Sunday, 14 January 2018

Great Barrier Reef: rising temperatures turning green sea turtles female


‘Complete feminisation’ of northern population is possible in near future, researchers find


Mon 8 Jan ‘18 17.00 GMTLast modified on Mon 8 Jan ‘18 22.00 GMT


Rising temperatures are turning almost all green sea turtles in a Great Barrier Reef population female, new research has found.

The scientific paper warned the skewed ratio could threaten the population’s future.

Sea turtles are among species with temperature dependent sex-determination and the proportion of female hatchlings increases when nests are in warmer sands.

Tuesday’s paper, from the National Oceanic and Atmospheric Administration, California State University and Worldwide Fund for Nature Australia, is published in Current Biology.

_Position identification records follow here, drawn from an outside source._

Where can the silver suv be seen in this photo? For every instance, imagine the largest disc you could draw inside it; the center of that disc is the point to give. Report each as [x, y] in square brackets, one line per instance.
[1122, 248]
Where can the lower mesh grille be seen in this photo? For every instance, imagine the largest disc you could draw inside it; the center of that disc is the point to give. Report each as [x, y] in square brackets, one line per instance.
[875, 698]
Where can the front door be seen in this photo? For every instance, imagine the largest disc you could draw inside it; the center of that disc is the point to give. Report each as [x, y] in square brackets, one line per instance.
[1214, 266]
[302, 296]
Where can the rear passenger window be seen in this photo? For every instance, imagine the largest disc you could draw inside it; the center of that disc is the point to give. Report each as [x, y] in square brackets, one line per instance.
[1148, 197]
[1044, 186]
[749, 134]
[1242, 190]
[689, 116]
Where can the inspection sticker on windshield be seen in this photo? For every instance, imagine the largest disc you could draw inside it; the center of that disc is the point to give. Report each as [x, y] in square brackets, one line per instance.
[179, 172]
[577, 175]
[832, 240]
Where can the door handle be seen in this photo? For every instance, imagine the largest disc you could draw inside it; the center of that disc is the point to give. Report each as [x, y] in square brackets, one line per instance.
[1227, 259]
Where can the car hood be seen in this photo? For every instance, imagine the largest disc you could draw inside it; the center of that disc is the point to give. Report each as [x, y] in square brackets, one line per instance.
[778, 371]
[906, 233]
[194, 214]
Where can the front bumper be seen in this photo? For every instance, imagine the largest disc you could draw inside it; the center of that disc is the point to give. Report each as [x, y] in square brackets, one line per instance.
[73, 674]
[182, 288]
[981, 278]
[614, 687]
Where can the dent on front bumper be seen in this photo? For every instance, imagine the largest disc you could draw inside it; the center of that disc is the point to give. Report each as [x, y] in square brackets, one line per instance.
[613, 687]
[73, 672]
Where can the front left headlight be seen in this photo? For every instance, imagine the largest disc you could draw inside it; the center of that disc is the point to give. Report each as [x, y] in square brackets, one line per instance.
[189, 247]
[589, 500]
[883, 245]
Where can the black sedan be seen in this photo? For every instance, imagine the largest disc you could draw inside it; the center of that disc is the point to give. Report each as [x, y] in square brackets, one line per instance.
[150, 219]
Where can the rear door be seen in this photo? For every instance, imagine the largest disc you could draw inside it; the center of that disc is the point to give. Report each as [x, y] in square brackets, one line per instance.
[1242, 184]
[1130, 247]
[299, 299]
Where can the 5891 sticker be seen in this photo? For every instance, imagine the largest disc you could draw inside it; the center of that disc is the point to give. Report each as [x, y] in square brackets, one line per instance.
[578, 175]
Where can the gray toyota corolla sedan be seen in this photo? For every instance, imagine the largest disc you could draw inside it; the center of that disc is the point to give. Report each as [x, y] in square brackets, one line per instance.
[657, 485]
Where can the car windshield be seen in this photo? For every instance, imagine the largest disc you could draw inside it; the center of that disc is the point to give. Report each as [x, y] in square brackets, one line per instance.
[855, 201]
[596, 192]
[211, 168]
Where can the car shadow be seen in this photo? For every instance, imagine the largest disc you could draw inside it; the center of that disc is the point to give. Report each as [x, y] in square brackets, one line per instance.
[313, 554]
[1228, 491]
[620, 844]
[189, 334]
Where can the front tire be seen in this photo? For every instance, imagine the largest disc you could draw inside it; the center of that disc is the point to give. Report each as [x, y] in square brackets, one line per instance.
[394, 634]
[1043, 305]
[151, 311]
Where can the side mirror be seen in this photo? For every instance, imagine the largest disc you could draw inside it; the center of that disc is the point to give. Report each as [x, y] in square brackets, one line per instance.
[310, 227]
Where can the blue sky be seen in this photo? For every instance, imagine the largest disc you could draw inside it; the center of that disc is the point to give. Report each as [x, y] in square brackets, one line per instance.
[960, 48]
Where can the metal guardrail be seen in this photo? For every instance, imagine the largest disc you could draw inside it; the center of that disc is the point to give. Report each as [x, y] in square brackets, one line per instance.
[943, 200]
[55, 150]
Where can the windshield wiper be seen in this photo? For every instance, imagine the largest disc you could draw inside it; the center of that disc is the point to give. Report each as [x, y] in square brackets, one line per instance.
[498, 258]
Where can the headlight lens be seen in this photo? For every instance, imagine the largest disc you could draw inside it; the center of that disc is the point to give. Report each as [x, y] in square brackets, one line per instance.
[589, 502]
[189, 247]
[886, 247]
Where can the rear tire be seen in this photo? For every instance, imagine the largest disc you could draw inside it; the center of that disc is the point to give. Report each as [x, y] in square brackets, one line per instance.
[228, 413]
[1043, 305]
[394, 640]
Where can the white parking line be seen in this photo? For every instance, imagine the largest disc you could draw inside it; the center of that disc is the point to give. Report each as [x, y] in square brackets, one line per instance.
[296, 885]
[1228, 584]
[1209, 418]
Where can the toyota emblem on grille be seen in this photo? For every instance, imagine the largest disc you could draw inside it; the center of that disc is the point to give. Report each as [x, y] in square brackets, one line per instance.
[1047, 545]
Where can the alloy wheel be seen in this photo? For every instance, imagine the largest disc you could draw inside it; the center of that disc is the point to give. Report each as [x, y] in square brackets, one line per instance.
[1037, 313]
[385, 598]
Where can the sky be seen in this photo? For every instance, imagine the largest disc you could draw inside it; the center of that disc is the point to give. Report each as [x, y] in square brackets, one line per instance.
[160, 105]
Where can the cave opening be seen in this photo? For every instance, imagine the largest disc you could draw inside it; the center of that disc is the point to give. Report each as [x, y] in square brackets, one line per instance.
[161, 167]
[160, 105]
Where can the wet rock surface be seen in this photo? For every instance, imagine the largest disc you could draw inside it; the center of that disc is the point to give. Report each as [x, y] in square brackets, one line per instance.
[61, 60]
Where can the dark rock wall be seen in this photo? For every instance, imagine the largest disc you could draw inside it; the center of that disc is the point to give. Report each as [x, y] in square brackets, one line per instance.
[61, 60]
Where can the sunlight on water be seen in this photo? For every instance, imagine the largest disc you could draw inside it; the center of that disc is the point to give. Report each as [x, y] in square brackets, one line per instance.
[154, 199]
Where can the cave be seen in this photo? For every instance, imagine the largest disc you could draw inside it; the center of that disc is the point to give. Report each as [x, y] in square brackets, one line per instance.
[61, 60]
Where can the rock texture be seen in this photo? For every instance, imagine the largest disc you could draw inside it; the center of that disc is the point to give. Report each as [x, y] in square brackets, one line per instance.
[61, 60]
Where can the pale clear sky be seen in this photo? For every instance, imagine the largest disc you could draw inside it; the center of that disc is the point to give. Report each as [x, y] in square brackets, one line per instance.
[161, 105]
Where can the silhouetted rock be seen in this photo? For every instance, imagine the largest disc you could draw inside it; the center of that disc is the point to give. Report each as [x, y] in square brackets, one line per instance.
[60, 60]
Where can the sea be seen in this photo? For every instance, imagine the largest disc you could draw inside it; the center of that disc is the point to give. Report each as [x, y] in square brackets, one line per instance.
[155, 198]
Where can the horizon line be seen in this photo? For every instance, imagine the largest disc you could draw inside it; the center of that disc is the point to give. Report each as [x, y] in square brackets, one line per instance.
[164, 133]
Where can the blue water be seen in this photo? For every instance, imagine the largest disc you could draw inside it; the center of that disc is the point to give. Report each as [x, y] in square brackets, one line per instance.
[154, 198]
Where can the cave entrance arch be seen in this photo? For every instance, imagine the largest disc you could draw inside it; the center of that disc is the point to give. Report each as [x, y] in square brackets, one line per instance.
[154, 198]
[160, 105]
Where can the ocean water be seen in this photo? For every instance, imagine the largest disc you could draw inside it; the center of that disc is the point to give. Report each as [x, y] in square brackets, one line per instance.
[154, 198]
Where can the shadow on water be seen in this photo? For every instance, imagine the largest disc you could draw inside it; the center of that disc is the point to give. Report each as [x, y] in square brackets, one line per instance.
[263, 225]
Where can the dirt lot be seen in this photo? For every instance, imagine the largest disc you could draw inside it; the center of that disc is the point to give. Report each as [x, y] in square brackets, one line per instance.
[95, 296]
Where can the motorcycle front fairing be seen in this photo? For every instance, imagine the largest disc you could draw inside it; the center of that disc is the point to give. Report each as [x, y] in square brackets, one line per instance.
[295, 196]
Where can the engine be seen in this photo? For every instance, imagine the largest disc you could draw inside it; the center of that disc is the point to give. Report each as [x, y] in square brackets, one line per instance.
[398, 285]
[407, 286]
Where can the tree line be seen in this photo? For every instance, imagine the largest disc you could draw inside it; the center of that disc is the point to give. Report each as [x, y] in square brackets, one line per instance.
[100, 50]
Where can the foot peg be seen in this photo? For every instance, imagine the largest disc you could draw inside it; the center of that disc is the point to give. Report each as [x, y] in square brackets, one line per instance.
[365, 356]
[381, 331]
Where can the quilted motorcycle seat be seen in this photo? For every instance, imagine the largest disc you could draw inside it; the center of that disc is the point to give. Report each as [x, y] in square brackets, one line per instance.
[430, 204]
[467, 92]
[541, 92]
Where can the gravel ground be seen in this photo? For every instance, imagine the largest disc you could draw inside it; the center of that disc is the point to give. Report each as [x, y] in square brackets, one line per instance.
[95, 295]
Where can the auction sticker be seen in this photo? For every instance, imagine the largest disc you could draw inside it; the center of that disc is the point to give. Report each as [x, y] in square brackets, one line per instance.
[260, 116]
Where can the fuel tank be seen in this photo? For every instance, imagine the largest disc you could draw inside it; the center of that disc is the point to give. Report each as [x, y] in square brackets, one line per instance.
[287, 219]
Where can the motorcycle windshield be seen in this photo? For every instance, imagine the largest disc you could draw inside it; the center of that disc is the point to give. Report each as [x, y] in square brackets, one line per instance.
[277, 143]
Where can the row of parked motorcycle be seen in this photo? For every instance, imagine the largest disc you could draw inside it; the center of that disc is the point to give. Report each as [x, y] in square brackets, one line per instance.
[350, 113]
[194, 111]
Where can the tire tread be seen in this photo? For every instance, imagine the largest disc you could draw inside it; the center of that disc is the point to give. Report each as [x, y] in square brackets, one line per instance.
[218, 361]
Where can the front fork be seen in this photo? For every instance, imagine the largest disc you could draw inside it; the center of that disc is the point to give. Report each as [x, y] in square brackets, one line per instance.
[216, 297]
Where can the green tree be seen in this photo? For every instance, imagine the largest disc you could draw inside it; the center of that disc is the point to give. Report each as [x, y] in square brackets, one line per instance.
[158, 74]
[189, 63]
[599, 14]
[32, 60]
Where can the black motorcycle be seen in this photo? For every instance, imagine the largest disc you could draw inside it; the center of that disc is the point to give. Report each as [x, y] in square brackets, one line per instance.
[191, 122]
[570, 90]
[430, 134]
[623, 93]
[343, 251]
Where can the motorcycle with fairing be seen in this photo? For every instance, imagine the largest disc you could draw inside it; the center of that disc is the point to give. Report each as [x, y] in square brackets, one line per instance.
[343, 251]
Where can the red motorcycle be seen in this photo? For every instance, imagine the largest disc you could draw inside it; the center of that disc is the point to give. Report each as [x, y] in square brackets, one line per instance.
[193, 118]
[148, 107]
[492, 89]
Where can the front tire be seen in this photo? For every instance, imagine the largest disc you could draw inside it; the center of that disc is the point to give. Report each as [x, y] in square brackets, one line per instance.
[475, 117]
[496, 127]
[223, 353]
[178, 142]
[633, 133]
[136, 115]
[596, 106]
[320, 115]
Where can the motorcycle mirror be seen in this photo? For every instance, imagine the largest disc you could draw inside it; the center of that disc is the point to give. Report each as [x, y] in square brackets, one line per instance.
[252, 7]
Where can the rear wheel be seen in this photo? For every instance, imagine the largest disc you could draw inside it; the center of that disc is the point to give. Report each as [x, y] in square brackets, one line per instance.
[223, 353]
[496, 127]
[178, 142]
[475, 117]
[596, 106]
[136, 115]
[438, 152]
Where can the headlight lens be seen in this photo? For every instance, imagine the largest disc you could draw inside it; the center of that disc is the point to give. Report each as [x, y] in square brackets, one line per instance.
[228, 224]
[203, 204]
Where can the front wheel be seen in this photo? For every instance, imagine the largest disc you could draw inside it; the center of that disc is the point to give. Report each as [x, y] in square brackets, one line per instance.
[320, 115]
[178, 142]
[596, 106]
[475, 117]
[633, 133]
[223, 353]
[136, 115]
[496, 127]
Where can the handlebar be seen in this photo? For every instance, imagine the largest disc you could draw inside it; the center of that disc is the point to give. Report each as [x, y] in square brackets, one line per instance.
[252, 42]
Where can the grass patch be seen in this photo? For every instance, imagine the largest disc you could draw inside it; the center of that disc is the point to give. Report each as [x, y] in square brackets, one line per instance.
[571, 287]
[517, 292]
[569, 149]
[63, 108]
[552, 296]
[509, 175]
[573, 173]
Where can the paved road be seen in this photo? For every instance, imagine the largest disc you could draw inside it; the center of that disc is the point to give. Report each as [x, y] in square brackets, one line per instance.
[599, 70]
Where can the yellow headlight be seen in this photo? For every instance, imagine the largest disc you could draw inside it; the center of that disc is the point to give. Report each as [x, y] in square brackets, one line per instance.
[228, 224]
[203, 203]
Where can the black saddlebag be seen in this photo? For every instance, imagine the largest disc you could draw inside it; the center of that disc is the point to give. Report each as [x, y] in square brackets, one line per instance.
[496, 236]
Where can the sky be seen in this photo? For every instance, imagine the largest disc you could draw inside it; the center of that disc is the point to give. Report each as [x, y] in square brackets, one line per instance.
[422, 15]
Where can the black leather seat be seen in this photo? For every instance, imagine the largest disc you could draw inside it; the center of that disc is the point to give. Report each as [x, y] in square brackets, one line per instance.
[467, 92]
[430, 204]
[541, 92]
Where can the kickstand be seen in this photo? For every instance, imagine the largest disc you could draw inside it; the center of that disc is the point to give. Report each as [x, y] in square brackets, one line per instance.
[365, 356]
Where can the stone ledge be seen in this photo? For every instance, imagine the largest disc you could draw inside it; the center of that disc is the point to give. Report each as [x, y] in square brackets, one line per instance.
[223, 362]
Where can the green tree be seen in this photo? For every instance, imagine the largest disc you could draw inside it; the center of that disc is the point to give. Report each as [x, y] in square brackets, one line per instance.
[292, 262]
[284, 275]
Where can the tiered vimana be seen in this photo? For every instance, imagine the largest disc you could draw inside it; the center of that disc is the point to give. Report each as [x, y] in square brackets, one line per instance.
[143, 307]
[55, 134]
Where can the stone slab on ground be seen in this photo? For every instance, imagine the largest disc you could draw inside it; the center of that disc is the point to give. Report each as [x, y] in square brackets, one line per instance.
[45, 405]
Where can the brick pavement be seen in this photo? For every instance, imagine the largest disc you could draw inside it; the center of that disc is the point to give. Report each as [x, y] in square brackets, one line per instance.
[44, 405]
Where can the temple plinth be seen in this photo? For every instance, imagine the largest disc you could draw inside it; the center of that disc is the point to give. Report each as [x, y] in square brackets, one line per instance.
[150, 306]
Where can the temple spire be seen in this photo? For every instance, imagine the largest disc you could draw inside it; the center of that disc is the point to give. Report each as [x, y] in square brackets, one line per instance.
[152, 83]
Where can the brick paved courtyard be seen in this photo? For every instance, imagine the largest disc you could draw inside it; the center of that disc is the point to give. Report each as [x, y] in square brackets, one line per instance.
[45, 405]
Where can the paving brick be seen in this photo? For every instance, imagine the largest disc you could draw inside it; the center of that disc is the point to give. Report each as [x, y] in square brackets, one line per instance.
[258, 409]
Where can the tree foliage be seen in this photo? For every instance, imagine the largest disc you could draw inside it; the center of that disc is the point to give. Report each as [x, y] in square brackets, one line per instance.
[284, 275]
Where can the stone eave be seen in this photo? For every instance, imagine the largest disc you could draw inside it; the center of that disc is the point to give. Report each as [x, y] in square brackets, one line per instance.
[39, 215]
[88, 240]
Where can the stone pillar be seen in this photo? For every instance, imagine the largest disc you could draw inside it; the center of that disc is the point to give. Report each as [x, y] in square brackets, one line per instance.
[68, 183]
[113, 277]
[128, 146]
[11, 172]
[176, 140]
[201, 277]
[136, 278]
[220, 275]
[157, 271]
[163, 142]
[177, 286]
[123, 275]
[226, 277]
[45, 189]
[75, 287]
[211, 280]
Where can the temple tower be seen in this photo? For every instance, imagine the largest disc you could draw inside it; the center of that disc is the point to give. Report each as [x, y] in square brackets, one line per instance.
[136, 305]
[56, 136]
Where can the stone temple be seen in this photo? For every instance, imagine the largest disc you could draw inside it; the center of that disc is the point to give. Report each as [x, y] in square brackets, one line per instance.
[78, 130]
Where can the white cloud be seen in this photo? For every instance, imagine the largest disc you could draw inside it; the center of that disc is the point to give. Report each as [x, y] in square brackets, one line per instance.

It examined two genetically distinct populations of turtles on the reef, finding the northern group of about 200,000 animals was overwhelmingly female.

While the southern population was 65%-69% female, females in the northern group accounted for 99.1% of juveniles, 99.8% of subadults and 86.8% of adults.

“Combining our results with temperature data show that the northern GBR green turtle rookeries have been producing primarily females for more than two decades and that the complete feminisation of this population is possible in the near future,” the paper said.

The temperature at which the turtles will produce male or female hatchlings is heritable, the paper said, but tipped to produce 100% male or 100% female hatchlings within a range of just a few degrees.